Slack has announced more than 30 new features for Slackbot, its AI-powered assistant. The update expands Slackbot from a basic chat tool into an agent that can take meeting notes, operate across the desktop, connect to external apps, and manage customer data.
The most notable new feature is meeting intelligence. When activated by the user, Slackbot listens to audio from meetings held on any platform, including Zoom and Google Meet, through the Slack desktop app. It then produces summaries, captures decisions, and identifies action items. Rob Seaman, Slack’s executive vice president and general manager, described the feature as especially useful for sales teams who are often managing multiple windows during a call.
Several other capabilities are part of the update:
- Operator mode: Slackbot can complete multi-step tasks on the user’s desktop. Users select content on their screen and ask Slackbot to act on it.
- AI skills: Reusable instruction sets that define how Slackbot should handle recurring tasks. Teams can build their own or use a built-in library.
- MCP integration: A new Model Context Protocol client allows Slackbot to connect to external tools, including Google Workspace, Microsoft 365, and Notion.
- Native CRM: A customer relationship management tool built directly into Slack, aimed at small businesses that do not yet use a dedicated CRM system.
Slackbot is built on Anthropic’s Claude model.

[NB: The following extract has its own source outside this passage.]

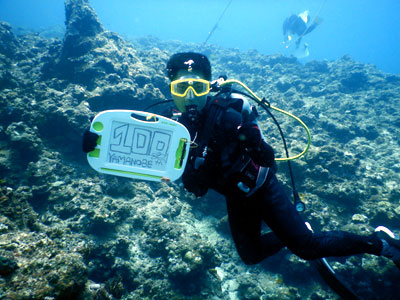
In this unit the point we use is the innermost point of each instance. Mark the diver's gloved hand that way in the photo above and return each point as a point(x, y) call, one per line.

Slack says it works closely with Anthropic to manage the cost of running the model at enterprise scale. Slackbot is included in Business+ and Enterprise+ plans at no additional charge.
Slack says Slackbot is on track to become the fastest-adopted product in Salesforce’s history since its general availability in January. Salesforce, which acquired Slack for $27.7 billion in 2021, says some employees save up to 90 minutes per day using the tool.
The expansion of Slackbot beyond the Slack app raises questions about workplace surveillance. Seaman was clear that all features are user-initiated and opt-in. Slackbot cannot listen to audio or view the desktop without the user explicitly triggering it. Organizations retain control through existing Slack permission settings. Users can also delete any stored preferences at any time.
Slack’s broader ambition, according to company leadership, is to serve as a central hub where workers interact with AI agents and enterprise tools without switching between apps. Seaman acknowledged the risk of overcomplicating a platform that built its reputation on simplicity. “There’s absolutely a risk,” he said. “That’s what keeps us up at night.”
Slackbot will become available in a limited capacity to users on free and Pro plans starting in April.